Common types of secured debt in Canada

Mortgage

Your home is the collateral. If you default, the lender uses power of sale (most provinces) or foreclosure (Alberta, BC, some others) to sell the property. Power of sale returns any surplus to you after the debt is paid; foreclosure transfers ownership to the lender.

  • If the sale proceeds are less than what you owe, you may still be responsible for the deficiency (the shortfall) in most provinces.
  • After missing several payments, lenders typically wait 3–6 months before starting legal proceedings.

Car loan / auto financing

The vehicle is the collateral. Lenders can repossess a vehicle without advance notice in most Canadian provinces — in some cases a tow truck can come while you are at work.

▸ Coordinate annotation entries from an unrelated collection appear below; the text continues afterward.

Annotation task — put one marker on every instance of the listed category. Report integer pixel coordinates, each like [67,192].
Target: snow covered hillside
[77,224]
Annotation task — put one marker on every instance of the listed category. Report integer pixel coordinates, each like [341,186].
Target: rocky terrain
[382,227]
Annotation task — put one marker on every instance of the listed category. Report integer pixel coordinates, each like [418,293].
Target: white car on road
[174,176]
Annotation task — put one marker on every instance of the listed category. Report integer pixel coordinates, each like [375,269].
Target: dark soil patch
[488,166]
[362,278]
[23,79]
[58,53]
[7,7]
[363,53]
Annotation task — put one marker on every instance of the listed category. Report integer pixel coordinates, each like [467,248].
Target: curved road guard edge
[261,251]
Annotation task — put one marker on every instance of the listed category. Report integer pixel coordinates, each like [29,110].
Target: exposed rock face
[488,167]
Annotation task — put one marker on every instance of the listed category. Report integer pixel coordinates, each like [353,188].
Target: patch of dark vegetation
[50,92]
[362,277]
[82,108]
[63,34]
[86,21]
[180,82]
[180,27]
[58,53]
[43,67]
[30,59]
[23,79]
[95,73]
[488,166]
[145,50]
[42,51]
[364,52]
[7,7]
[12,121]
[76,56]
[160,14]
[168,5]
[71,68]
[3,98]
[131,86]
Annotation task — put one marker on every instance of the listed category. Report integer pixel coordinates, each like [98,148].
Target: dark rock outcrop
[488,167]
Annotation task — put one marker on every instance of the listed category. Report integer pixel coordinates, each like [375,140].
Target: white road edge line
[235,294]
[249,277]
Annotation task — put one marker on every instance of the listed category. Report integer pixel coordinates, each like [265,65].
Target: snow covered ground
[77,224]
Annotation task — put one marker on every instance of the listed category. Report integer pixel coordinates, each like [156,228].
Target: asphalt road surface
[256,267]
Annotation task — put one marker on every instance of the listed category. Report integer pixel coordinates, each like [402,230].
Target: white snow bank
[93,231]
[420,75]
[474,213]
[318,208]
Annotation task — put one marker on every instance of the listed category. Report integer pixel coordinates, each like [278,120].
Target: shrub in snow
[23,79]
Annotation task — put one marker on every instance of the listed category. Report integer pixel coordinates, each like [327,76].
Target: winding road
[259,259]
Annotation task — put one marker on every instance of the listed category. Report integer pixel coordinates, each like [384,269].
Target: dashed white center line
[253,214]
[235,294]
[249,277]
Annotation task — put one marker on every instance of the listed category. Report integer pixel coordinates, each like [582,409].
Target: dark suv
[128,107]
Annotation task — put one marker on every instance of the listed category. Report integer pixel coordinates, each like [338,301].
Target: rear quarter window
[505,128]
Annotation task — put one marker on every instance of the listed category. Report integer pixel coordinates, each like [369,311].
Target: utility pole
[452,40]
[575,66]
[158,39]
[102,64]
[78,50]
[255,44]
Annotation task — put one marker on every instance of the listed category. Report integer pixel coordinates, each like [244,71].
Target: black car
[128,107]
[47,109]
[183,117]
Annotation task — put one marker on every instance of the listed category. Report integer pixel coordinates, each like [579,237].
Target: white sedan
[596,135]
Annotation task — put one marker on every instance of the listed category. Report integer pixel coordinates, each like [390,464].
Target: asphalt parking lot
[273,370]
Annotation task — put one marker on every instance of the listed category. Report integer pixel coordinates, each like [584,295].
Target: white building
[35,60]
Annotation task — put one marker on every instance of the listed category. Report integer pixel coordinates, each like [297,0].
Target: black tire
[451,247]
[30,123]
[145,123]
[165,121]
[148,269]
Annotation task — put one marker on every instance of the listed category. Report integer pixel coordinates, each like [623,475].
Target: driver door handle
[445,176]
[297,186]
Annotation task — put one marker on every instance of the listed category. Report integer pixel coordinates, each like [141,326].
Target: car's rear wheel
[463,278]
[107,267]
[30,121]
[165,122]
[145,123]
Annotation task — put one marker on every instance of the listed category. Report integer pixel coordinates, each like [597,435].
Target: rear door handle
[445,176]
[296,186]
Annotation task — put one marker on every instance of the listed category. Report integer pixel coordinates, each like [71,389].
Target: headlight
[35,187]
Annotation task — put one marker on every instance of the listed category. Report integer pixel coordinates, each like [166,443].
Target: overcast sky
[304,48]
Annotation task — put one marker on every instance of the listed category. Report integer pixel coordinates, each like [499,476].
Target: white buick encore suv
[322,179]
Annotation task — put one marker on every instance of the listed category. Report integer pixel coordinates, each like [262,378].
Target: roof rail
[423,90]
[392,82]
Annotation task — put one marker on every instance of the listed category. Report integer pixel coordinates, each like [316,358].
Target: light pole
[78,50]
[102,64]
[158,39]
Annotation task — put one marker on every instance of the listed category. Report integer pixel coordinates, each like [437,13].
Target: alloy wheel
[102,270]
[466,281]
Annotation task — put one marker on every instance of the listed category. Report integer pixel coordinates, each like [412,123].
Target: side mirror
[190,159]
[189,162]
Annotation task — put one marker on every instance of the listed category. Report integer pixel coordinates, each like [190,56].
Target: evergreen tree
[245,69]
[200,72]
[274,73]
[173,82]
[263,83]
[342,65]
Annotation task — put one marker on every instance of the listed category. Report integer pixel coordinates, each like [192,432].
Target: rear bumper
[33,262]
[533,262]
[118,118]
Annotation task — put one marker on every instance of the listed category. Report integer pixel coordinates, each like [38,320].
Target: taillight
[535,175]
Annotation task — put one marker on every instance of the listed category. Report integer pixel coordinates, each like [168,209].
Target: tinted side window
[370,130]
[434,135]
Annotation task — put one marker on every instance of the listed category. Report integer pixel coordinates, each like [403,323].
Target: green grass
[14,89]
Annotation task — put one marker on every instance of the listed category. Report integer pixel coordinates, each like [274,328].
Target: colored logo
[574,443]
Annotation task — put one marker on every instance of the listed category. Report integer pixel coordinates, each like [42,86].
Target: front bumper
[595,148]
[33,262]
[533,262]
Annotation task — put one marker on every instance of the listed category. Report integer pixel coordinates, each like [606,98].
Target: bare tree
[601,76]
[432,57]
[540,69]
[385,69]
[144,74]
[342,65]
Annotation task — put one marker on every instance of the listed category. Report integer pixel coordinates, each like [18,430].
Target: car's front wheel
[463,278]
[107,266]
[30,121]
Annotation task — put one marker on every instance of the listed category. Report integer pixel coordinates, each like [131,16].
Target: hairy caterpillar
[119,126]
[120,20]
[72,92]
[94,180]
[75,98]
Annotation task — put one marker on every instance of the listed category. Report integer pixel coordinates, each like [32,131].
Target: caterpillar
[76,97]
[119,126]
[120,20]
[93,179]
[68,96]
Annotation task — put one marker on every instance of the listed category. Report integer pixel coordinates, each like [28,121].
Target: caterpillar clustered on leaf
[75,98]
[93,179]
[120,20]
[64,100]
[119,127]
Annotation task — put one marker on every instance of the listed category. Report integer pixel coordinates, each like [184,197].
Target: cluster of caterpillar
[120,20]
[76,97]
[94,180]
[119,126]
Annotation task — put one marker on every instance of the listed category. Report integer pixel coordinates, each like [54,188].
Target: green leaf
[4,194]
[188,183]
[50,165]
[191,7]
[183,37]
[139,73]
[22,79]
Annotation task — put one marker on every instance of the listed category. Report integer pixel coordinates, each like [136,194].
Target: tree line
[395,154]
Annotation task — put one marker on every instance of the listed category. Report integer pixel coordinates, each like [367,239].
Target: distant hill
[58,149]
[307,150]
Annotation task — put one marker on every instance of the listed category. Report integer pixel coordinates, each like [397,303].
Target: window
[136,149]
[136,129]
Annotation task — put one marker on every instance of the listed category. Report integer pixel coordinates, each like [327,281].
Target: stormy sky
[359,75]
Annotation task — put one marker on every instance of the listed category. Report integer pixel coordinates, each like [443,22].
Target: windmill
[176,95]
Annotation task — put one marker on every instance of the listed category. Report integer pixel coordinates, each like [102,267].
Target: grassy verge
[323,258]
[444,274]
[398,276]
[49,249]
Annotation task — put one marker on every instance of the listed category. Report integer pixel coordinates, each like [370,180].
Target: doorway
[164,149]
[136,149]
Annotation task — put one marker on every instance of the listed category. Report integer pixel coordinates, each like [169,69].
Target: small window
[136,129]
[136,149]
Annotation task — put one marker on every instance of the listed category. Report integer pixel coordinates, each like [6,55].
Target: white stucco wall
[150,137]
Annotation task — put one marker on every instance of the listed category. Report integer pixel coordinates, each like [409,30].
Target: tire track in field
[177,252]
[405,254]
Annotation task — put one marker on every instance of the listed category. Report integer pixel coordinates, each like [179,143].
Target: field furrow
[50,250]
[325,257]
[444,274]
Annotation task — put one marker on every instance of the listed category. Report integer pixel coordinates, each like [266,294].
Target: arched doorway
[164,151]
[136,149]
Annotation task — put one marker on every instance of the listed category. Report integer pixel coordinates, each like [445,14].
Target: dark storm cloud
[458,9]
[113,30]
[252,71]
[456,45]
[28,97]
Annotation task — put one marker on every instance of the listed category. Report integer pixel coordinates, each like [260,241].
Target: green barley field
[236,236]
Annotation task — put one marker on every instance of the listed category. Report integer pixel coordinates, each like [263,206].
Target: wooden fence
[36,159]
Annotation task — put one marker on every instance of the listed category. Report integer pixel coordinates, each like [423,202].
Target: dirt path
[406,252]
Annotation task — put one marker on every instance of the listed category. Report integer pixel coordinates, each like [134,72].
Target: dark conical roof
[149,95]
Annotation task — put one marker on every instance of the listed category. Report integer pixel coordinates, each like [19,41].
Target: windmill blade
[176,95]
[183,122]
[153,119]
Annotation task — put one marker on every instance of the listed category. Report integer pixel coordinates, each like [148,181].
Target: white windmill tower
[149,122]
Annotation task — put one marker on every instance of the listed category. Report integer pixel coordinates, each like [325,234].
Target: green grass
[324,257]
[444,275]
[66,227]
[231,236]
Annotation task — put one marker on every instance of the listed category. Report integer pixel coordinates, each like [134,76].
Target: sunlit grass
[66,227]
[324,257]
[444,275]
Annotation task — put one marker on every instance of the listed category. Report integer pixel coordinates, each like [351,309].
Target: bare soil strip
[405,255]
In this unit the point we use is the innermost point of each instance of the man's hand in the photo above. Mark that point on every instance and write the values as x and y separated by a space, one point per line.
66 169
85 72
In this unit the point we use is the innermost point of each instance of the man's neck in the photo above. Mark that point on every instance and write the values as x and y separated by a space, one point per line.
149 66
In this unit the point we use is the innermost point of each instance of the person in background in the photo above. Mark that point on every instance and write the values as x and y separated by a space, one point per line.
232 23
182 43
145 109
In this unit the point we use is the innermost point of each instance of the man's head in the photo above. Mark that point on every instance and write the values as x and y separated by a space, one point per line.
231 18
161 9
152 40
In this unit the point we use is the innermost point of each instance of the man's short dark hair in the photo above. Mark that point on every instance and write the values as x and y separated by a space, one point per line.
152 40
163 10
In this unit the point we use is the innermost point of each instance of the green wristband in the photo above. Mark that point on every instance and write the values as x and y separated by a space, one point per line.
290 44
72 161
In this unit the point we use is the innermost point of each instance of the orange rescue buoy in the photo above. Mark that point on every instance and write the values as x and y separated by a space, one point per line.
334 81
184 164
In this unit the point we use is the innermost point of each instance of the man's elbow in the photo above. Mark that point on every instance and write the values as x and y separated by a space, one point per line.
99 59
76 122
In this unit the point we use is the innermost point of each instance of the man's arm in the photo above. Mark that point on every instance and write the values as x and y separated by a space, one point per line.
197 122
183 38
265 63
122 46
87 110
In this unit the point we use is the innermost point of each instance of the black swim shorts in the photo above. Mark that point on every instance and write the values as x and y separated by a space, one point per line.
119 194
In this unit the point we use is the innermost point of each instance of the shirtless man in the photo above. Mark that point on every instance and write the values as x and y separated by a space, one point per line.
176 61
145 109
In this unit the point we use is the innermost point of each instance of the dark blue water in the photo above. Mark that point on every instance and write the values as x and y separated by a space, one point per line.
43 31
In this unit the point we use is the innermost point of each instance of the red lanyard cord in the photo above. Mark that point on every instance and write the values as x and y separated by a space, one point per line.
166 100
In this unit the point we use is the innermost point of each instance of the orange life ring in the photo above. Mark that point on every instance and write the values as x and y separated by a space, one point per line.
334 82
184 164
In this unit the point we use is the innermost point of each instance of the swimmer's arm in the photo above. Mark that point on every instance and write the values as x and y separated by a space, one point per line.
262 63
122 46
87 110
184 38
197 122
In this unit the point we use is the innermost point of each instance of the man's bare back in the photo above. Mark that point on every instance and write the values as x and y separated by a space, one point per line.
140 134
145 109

  • Ontario requires lenders to give reasonable notice before repossession in some circumstances, but this is not guaranteed.
  • After repossession, the car is usually sold at auction. If the sale price is less than your outstanding loan balance, you still owe the deficiency.

Home Equity Line of Credit (HELOC)

A HELOC is secured against your home. It works like a revolving credit facility (like a credit card) but at mortgage-like interest rates (typically prime + 0.5% to prime + 1%).

  • If you do not repay, the lender treats it like a second mortgage and can move against your home.
  • Many HELOCs are “callable” — the lender can demand full repayment in certain circumstances (e.g., if the home’s value drops substantially).

Secured credit card

Requires a cash deposit as collateral (equal to or greater than the credit limit). If you do not pay, the issuer applies the deposit. Used primarily by people building or rebuilding credit. Not a major debt category but worth understanding.


Common types of unsecured debt in Canada

Credit cards

The most widely held unsecured debt in Canada. Interest rates are typically 19.99%–29.99% annually on unpaid balances. Some low-rate cards charge 12.99%.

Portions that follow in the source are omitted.